Citing the need for more information on risk factors, members of CDC’s Advisory Committee on Immunization Practices (ACIP), during an emergency meeting on Wednesday, agreed that the pause on Johnson & Johnson’s COVID-19 vaccine should be extended.
There was no official vote, but members recommended reconvening as soon as additional risk/benefit and risk refinement data become available on the cases of abnormal clotting seen with the vaccine. In particular, the committee wants to know what risk factors, such as age and gender, may be at play so as to inform definite recommendations. Most committee members did not wish to vote at all due to the lack of data.
The ACIP working group enumerated all the unknowns involving the vaccine, including true background incidence of cerebral venous sinus thrombosis (CVST) with thrombocytopenia, specific risk factors for thrombocytopenic thromboembolic events and true incidence of thrombocytopenic thrombotic events after the Johnson & Johnson COVID-19 vaccine, as more cases may be identified in the coming days.
Tom Shimabukuro, MD, of the CDC, reviewed details of the six cases first reported on Monday. He noted observed cases of CVST following the vaccine were 3-fold greater than background rates of CVST among women ages 20-50, but noted this did not apply to CVST with thrombocytopenia — the condition triggering the uproar around both the Johnson & Johnson and AstraZeneca vaccines — as this was too rare a complication.
The six cases were in white women ages 18-48 with few common risk factors. Their median age was 33, with a median time to symptom onset of 8 days after vaccination. No patients were pregnant or postpartum, and only one was on oral contraceptives. Comorbidities varied: three patients had obesity, one with hypothyroidism, one with hypertension, and one with asthma. None had known coagulation disorders.

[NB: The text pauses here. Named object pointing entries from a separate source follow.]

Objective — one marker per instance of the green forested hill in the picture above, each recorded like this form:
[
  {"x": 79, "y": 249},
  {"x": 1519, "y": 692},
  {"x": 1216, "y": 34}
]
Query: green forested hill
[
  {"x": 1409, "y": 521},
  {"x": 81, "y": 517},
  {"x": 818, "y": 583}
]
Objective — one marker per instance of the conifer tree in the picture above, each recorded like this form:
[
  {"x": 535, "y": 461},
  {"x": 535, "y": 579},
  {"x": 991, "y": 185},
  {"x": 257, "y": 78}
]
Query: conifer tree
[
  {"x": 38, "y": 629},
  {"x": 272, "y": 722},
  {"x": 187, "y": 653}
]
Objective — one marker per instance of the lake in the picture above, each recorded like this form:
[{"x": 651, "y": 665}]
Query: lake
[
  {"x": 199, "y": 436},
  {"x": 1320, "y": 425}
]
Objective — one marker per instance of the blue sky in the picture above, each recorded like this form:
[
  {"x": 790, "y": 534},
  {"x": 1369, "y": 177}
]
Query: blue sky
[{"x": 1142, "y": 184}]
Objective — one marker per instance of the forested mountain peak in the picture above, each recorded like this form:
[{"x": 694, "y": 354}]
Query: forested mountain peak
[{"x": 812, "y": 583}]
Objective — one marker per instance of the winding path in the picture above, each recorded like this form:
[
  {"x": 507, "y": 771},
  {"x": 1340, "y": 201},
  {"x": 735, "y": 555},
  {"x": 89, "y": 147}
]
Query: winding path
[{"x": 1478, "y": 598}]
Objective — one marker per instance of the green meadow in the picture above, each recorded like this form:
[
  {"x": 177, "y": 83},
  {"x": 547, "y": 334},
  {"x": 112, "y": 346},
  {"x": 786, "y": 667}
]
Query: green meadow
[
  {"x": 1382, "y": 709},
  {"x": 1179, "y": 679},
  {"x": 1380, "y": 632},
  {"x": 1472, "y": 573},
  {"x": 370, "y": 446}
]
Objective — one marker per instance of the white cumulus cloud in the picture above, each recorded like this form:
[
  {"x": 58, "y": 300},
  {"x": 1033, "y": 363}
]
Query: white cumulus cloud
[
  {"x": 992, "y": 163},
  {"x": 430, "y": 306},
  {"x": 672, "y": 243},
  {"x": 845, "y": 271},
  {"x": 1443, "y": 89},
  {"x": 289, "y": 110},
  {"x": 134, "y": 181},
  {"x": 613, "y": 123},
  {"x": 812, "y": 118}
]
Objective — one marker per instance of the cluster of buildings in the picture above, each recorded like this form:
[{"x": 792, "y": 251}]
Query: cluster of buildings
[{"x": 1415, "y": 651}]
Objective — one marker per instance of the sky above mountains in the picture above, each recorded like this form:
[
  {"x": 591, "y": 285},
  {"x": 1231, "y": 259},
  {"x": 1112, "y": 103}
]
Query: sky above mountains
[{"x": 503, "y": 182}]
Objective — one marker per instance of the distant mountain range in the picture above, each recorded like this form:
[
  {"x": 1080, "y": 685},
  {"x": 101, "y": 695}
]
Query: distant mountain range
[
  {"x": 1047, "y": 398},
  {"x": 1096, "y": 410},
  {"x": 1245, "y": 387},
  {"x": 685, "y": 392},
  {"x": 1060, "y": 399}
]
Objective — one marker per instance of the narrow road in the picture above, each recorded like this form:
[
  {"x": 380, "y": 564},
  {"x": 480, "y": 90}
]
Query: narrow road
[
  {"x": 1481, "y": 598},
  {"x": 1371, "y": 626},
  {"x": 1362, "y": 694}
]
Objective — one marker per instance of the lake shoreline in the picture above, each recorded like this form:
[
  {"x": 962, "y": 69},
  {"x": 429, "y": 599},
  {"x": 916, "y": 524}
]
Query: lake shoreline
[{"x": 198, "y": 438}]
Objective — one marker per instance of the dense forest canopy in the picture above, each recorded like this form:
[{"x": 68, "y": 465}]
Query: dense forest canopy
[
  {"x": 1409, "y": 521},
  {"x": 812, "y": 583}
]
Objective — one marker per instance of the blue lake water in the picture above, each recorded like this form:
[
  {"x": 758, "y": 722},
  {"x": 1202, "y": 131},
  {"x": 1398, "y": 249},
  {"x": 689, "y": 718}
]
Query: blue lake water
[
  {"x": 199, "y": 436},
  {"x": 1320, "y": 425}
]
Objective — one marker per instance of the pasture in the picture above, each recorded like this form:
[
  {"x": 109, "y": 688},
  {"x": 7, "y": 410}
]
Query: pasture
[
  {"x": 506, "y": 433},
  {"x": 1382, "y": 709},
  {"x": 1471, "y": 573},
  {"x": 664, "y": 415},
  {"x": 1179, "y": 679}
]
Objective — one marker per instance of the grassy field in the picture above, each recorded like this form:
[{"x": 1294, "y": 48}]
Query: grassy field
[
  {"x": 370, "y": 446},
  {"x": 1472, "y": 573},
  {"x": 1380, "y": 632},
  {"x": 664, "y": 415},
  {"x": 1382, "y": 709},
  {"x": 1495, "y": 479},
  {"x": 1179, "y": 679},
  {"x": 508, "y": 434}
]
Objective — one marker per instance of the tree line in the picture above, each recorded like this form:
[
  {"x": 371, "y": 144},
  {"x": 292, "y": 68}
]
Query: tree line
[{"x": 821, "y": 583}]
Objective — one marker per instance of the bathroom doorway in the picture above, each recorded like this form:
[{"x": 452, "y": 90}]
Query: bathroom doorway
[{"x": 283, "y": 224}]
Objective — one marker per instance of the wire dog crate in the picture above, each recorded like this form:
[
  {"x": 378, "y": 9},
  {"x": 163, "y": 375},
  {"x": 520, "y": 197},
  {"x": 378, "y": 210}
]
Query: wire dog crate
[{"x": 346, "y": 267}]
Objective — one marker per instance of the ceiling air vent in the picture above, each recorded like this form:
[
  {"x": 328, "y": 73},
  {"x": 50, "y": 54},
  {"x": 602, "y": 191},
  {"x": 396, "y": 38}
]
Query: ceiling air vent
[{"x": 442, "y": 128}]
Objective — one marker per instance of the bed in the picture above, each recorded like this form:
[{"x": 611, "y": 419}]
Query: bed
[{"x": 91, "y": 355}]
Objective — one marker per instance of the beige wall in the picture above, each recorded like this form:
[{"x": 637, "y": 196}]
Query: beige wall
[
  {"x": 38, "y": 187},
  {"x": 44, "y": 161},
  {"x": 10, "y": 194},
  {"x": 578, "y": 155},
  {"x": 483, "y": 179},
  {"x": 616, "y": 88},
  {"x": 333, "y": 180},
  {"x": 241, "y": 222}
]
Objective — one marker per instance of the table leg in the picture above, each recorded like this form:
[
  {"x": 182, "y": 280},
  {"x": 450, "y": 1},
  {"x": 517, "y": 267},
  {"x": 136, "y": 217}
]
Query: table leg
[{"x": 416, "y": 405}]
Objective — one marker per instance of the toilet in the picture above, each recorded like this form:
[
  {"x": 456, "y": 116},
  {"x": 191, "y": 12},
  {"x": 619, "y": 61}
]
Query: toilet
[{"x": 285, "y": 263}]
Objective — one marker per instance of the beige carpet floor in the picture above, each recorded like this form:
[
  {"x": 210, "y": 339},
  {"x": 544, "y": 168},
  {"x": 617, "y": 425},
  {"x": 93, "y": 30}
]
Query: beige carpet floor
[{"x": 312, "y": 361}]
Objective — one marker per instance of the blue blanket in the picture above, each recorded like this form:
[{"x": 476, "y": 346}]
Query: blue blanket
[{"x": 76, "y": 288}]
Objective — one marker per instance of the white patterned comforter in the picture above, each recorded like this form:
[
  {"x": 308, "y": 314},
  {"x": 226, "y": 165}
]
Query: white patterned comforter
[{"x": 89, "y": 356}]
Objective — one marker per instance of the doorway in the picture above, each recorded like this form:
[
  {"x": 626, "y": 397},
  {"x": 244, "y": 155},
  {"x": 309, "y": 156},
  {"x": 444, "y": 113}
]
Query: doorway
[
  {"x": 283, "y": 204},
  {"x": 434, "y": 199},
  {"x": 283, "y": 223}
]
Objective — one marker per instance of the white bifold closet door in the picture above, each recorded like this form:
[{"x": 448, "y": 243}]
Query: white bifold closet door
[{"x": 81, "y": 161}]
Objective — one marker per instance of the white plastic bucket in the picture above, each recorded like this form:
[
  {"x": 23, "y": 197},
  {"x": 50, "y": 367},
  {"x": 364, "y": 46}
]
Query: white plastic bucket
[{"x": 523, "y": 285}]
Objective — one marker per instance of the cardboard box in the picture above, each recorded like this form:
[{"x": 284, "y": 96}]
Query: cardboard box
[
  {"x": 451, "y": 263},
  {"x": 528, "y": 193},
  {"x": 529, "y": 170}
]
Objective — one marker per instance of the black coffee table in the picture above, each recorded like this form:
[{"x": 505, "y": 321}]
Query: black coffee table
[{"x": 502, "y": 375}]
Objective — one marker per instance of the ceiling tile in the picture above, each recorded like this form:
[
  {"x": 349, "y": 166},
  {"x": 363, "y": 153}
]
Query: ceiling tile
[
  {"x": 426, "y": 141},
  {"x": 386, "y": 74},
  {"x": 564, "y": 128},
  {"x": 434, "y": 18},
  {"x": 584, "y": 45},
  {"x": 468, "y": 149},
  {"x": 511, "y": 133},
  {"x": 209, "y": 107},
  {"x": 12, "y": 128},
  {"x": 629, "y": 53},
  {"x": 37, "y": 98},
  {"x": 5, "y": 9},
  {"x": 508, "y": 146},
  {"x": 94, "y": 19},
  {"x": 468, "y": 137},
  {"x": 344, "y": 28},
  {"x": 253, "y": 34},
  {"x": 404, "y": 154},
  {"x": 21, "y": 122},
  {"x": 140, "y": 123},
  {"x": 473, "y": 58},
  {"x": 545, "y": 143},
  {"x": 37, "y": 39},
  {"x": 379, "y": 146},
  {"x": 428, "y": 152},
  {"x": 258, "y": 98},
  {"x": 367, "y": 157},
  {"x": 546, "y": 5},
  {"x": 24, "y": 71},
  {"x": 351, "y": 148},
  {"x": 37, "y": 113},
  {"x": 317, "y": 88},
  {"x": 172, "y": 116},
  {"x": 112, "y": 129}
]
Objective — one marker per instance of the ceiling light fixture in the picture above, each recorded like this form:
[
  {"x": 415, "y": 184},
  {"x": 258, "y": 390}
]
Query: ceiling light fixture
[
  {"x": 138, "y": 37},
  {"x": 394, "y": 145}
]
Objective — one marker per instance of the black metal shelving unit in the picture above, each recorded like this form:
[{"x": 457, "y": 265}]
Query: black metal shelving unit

Five of six cases had headache as an initial presenting feature. Late presentations included severe headache or abdominal pain. In four of the six, thrombocytopenia was severe.
Three of six cases involved thromboses not limited to the cerebral venous drainage system, including two occurring in the portal vein. Shimabukuro said in the future, they would “cast a little wider net” to include thromboses in the presence of thrombocytopenia, not necessarily limited to the central nervous system.
Five patients were treated with argatroban, four with heparin (which the FDA and CDC warned against) and three apiece with platelets or intravenous immunoglobulin. Three patients were hospitalized, two in the ICU. Two were discharged home.
Liaison member Doran Fink, MD, PhD, of the FDA, proposed a “risk management approach,” where these risks could be addressed in the Johnson & Johnson vaccine emergency use authorization fact sheet “to inform healthcare professionals and vaccine recipients of potential risks.”
However, there seemed to be little appetite among ACIP members for making any recommendation about the vaccine until more data are available. The committee also was not eager to extend the pause for some groups and not others, citing a lack of data in additional populations such as men and older adults.
They agreed to reconvene, potentially in a week to 10 days, by which time more may be known about the risk.